SSD Offload#

Overview#

Mooncake Store supports offloading KV cache objects from distributed memory to local SSD. When memory pressure is high, the master instructs clients to persist selected objects to disk. On a cache miss, the client automatically falls back to reading from SSD.

SSD offload is currently only available in Real Client mode.
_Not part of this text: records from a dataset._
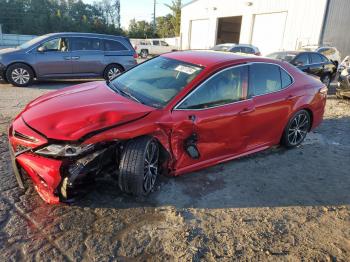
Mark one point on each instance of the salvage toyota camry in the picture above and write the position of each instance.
(173, 114)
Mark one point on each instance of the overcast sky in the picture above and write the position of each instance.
(140, 9)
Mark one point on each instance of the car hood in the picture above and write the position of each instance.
(73, 112)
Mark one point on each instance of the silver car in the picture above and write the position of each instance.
(66, 56)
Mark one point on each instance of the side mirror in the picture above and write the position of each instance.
(41, 49)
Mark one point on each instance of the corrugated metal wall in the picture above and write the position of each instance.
(337, 26)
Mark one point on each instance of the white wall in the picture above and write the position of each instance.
(303, 25)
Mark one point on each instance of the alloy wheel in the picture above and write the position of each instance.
(298, 128)
(113, 72)
(150, 166)
(20, 76)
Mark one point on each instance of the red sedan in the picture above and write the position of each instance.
(173, 114)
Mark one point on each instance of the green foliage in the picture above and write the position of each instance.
(46, 16)
(166, 26)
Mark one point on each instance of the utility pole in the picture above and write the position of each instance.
(154, 15)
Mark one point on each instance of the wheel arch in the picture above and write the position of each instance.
(24, 63)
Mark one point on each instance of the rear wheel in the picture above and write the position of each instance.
(112, 71)
(144, 53)
(19, 75)
(296, 129)
(139, 166)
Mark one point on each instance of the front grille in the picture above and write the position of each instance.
(24, 137)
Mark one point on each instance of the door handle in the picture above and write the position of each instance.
(247, 110)
(290, 97)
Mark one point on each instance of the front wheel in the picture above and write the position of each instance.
(296, 129)
(20, 75)
(326, 79)
(139, 166)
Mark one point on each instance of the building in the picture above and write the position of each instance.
(271, 25)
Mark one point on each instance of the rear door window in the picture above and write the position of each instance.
(302, 59)
(315, 59)
(266, 78)
(86, 44)
(111, 45)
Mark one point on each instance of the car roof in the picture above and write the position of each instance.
(209, 58)
(82, 34)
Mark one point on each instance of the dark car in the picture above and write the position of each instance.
(174, 114)
(310, 62)
(66, 55)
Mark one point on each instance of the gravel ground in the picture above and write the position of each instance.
(277, 205)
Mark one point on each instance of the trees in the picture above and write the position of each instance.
(46, 16)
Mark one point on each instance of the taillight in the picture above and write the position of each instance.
(323, 90)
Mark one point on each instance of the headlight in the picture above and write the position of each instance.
(64, 150)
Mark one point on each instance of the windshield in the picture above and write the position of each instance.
(32, 42)
(284, 56)
(155, 82)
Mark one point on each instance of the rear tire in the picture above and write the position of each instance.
(112, 71)
(20, 75)
(139, 166)
(296, 130)
(144, 53)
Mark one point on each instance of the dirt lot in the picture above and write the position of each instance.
(278, 205)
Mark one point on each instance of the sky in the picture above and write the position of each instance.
(140, 9)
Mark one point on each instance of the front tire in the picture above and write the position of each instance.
(296, 129)
(20, 75)
(139, 166)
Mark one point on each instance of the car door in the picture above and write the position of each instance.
(53, 58)
(212, 113)
(273, 99)
(87, 56)
(156, 47)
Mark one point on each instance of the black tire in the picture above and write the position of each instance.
(111, 71)
(296, 130)
(327, 79)
(144, 53)
(135, 175)
(20, 75)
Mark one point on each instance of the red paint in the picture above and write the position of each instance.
(224, 132)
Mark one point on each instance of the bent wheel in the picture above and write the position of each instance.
(297, 129)
(139, 166)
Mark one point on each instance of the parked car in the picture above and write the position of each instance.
(343, 87)
(238, 48)
(153, 47)
(173, 114)
(310, 62)
(330, 52)
(66, 55)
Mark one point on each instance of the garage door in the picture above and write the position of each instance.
(199, 33)
(268, 32)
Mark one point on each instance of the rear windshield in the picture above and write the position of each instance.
(284, 56)
(157, 81)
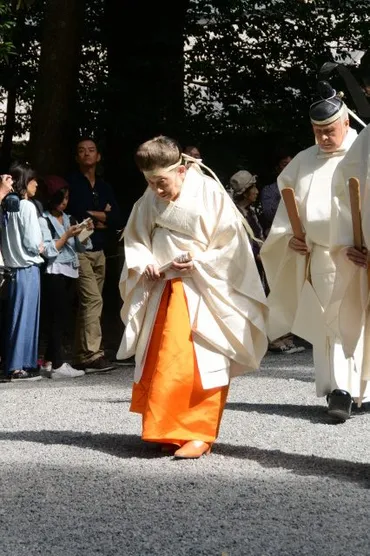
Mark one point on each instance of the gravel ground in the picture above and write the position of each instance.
(282, 480)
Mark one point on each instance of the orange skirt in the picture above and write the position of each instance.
(174, 406)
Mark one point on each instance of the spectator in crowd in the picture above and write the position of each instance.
(245, 194)
(90, 196)
(270, 194)
(6, 187)
(62, 245)
(21, 245)
(193, 151)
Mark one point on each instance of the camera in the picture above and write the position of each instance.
(10, 203)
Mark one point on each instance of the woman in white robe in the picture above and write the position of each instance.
(184, 212)
(348, 311)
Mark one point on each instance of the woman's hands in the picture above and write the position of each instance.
(183, 267)
(359, 258)
(298, 245)
(152, 272)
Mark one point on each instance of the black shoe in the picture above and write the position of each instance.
(97, 366)
(340, 403)
(130, 362)
(22, 375)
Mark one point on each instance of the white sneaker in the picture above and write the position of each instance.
(66, 371)
(45, 370)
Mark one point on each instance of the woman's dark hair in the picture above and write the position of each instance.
(22, 174)
(159, 152)
(57, 198)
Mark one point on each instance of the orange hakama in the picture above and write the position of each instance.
(174, 406)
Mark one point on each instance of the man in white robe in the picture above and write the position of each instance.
(348, 310)
(301, 273)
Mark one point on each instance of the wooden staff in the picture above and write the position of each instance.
(358, 240)
(288, 196)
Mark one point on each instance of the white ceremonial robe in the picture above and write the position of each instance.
(300, 287)
(348, 310)
(226, 302)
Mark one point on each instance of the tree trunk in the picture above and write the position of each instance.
(145, 42)
(9, 128)
(53, 127)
The real client is a standalone process that communicates with the application (e.g., SGLang) via RPC. All SSD reads and writes happen within this process.

Startup Steps#

Step 1: Create the SSD storage directory#

mkdir -p /nvme/mooncake_offload

Step 2: Start the master#

mooncake_master \
    --rpc_port=50051 \
    --enable-offload true

Step 3: Start the real client with SSD offload enabled#

Use the --enable_offload flag to enable SSD offload, and set environment variables to specify the storage path and backend:

export MOONCAKE_OFFLOAD_FILE_STORAGE_PATH=/nvme/mooncake_offload
export MOONCAKE_OFFLOAD_STORAGE_BACKEND_DESCRIPTOR=bucket_storage_backend

mooncake_client \
    --master_server_address=127.0.0.1:50051 \
    --host=<machine IP> \
    --protocol="rdma"  \
    --device_names=<NIC name, e.g. eth0> \
    --port=50052 \
    --global_segment_size="4 GB" \
    --enable_offload=true  \
    --metadata_server="P2PHANDSHAKE"

Note: On startup, the real client automatically scans existing SSD data and reports it to the master. No manual recovery is needed.
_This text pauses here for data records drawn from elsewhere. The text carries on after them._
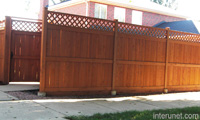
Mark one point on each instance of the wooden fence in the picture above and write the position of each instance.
(19, 50)
(83, 55)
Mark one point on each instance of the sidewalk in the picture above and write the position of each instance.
(56, 109)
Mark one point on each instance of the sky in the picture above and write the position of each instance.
(190, 8)
(19, 8)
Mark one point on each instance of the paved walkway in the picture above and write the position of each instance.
(56, 109)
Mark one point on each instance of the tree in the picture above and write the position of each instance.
(167, 3)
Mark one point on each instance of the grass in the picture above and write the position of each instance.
(189, 112)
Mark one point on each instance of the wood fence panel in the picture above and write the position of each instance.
(181, 52)
(78, 75)
(141, 48)
(139, 75)
(77, 44)
(78, 60)
(84, 54)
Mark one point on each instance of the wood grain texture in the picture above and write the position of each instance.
(87, 55)
(25, 63)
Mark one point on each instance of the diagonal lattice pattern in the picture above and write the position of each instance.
(141, 30)
(2, 25)
(80, 21)
(26, 26)
(182, 36)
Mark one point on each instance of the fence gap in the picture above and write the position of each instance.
(7, 52)
(43, 50)
(113, 92)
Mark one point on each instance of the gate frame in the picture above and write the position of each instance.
(7, 46)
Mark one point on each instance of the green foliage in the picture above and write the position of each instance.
(136, 115)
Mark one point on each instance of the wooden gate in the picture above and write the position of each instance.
(25, 51)
(25, 56)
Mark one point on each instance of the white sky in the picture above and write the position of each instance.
(190, 8)
(17, 8)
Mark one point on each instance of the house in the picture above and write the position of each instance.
(184, 26)
(135, 12)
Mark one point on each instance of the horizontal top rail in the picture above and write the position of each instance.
(27, 26)
(184, 36)
(77, 21)
(26, 19)
(128, 28)
(2, 25)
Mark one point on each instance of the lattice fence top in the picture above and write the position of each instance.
(26, 26)
(141, 30)
(2, 25)
(80, 21)
(183, 36)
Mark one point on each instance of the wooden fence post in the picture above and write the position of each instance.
(166, 58)
(113, 92)
(43, 52)
(8, 28)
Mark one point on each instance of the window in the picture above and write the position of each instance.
(136, 17)
(100, 11)
(119, 14)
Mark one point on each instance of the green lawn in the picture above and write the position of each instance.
(192, 113)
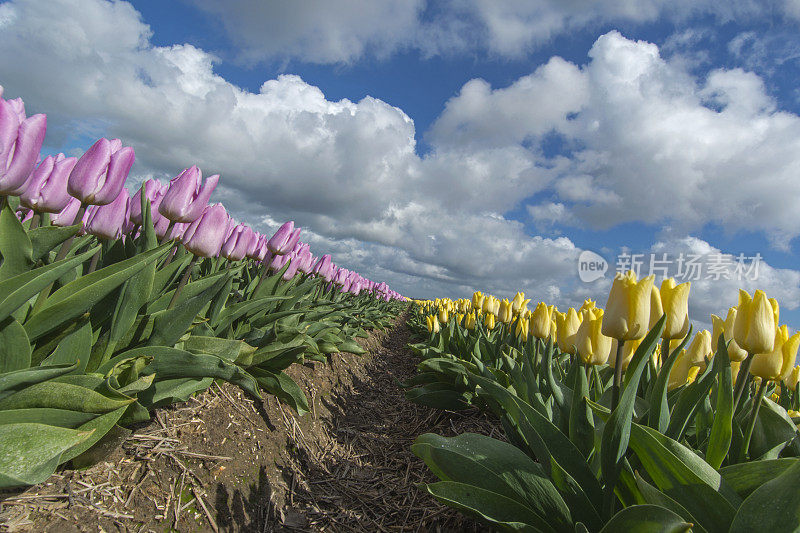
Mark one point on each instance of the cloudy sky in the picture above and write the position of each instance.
(452, 145)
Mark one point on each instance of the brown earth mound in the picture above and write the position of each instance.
(223, 462)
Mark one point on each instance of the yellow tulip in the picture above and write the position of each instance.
(469, 321)
(627, 312)
(567, 325)
(776, 364)
(700, 349)
(682, 372)
(675, 300)
(519, 302)
(522, 328)
(540, 321)
(477, 300)
(793, 378)
(656, 309)
(592, 345)
(505, 314)
(735, 353)
(755, 323)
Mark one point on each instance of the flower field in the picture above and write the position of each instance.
(121, 310)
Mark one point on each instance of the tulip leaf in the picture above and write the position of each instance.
(646, 519)
(57, 395)
(774, 506)
(15, 292)
(30, 452)
(722, 428)
(283, 387)
(490, 506)
(744, 478)
(15, 246)
(616, 434)
(77, 297)
(658, 415)
(45, 239)
(15, 348)
(170, 324)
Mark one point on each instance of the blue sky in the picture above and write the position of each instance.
(454, 145)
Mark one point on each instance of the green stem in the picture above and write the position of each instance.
(741, 380)
(617, 375)
(753, 415)
(183, 281)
Step 4: Connect the application to the real client#

The application (e.g., SGLang) connects to the real client via the MooncakeDistributedStore Python SDK. SSD offload and fallback loading are handled transparently.
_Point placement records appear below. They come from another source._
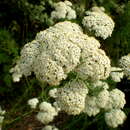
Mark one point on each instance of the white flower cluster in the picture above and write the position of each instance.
(95, 65)
(63, 10)
(25, 63)
(2, 112)
(33, 103)
(99, 23)
(47, 113)
(71, 97)
(59, 50)
(124, 63)
(116, 74)
(50, 127)
(115, 117)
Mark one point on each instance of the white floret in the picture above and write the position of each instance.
(124, 63)
(91, 108)
(33, 102)
(94, 66)
(44, 117)
(99, 23)
(116, 99)
(115, 117)
(52, 93)
(25, 63)
(99, 85)
(47, 70)
(102, 98)
(60, 49)
(63, 10)
(71, 98)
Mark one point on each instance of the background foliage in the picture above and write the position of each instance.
(20, 20)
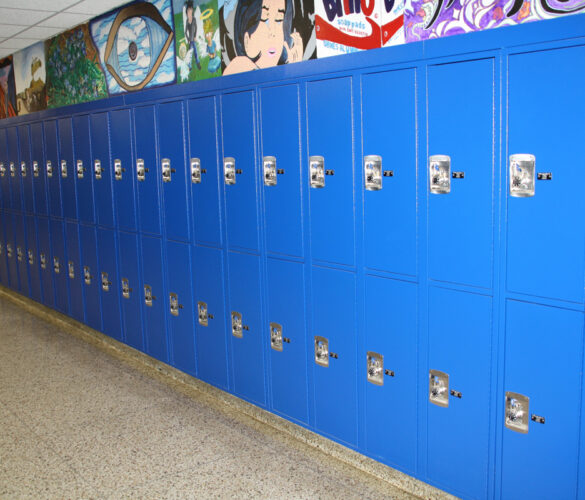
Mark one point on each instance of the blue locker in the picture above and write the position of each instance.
(544, 361)
(390, 381)
(74, 271)
(330, 134)
(153, 297)
(102, 170)
(461, 221)
(14, 169)
(67, 169)
(205, 187)
(174, 171)
(52, 169)
(179, 303)
(460, 328)
(20, 240)
(83, 170)
(25, 169)
(90, 277)
(282, 177)
(239, 175)
(38, 169)
(31, 256)
(248, 335)
(546, 243)
(389, 129)
(46, 262)
(59, 266)
(109, 283)
(335, 345)
(287, 339)
(147, 177)
(210, 336)
(122, 169)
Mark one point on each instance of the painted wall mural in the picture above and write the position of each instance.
(30, 76)
(135, 45)
(73, 71)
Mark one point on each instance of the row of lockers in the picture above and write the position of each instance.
(336, 256)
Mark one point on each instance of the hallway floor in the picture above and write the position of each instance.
(76, 422)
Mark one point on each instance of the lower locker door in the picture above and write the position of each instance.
(335, 343)
(109, 283)
(210, 327)
(286, 337)
(390, 379)
(544, 362)
(246, 326)
(460, 329)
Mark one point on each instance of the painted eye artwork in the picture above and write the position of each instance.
(136, 46)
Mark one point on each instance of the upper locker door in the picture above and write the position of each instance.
(82, 170)
(206, 175)
(173, 169)
(38, 170)
(67, 169)
(102, 170)
(281, 169)
(52, 168)
(122, 169)
(239, 170)
(389, 170)
(461, 172)
(147, 177)
(546, 241)
(25, 169)
(330, 170)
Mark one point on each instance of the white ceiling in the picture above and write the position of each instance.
(26, 22)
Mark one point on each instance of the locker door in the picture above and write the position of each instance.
(90, 277)
(334, 342)
(390, 382)
(282, 188)
(211, 329)
(246, 326)
(123, 169)
(109, 283)
(25, 169)
(460, 345)
(205, 193)
(331, 138)
(285, 334)
(153, 297)
(172, 152)
(59, 266)
(543, 462)
(238, 128)
(147, 176)
(52, 169)
(38, 170)
(46, 262)
(180, 294)
(66, 169)
(82, 170)
(546, 242)
(389, 131)
(74, 271)
(14, 169)
(32, 260)
(461, 221)
(21, 258)
(102, 169)
(131, 293)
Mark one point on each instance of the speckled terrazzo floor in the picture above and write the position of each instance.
(78, 423)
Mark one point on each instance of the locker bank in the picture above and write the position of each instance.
(386, 248)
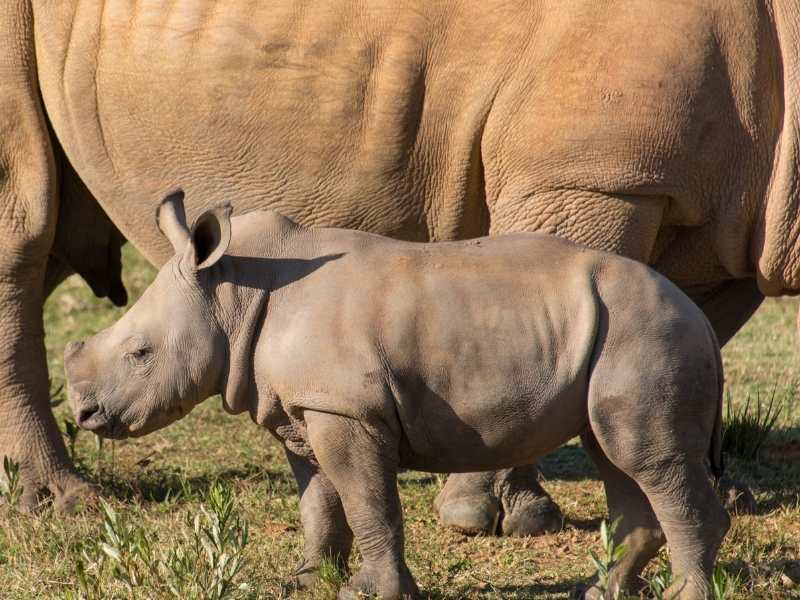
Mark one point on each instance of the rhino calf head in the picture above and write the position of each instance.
(166, 354)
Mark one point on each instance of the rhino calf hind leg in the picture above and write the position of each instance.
(694, 523)
(637, 528)
(327, 536)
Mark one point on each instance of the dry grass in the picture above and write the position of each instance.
(156, 481)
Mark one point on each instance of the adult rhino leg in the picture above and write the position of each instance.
(728, 308)
(28, 208)
(512, 502)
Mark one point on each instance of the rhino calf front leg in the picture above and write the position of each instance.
(361, 460)
(326, 534)
(507, 502)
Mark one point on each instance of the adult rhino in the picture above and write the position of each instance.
(666, 131)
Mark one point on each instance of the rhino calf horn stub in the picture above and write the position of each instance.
(71, 349)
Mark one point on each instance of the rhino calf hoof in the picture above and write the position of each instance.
(473, 515)
(537, 517)
(387, 584)
(736, 497)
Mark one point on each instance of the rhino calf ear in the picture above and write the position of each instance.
(171, 220)
(209, 238)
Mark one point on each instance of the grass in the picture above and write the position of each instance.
(154, 483)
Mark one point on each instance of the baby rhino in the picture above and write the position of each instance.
(366, 355)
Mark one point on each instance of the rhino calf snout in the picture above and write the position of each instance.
(88, 415)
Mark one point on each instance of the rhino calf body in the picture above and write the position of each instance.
(365, 355)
from mooncake.store import MooncakeDistributedStore

store = MooncakeDistributedStore()
store.setup(
    local_hostname="<machine IP>",
    metadata_server="P2PHANDSHAKE",
    global_segment_size=4 * 1024 * 1024 * 1024,   # 4 GB
    local_buffer_size=512 * 1024 * 1024, #512MB
    protocol="rdma",
    device_name="eth0",
    master_server_address="127.0.0.1:50051",
)

Real Client Parameters#

Flag

Default

Description

--master_server_address

127.0.0.1:50051

Master address

--host

0.0.0.0

This machine’s externally reachable IP

--port

50052

Real client RPC listening port

--device_names

NIC name(s), e.g. eth0 or mlx5_0

--protocol

tcp

Transport protocol: tcp or rdma

--global_segment_size

4 GB

Memory pool size allocated for this node

--enable_offload

false

Must be set to true to enable SSD offload

--threads

1

Number of RPC server threads


SSD Offload Configuration#

Core settings#

Environment Variable

Default

Description

MOONCAKE_OFFLOAD_FILE_STORAGE_PATH

/data/file_storage

Absolute path to the SSD storage directory

MOONCAKE_OFFLOAD_STORAGE_BACKEND_DESCRIPTOR

bucket_storage_backend

Storage backend type (see below)

MOONCAKE_OFFLOAD_LOCAL_BUFFER_SIZE_BYTES

1342177280 (1.25 GB)

Client-side staging buffer size

MOONCAKE_OFFLOAD_TOTAL_SIZE_LIMIT_BYTES

2199023255552 (2 TB)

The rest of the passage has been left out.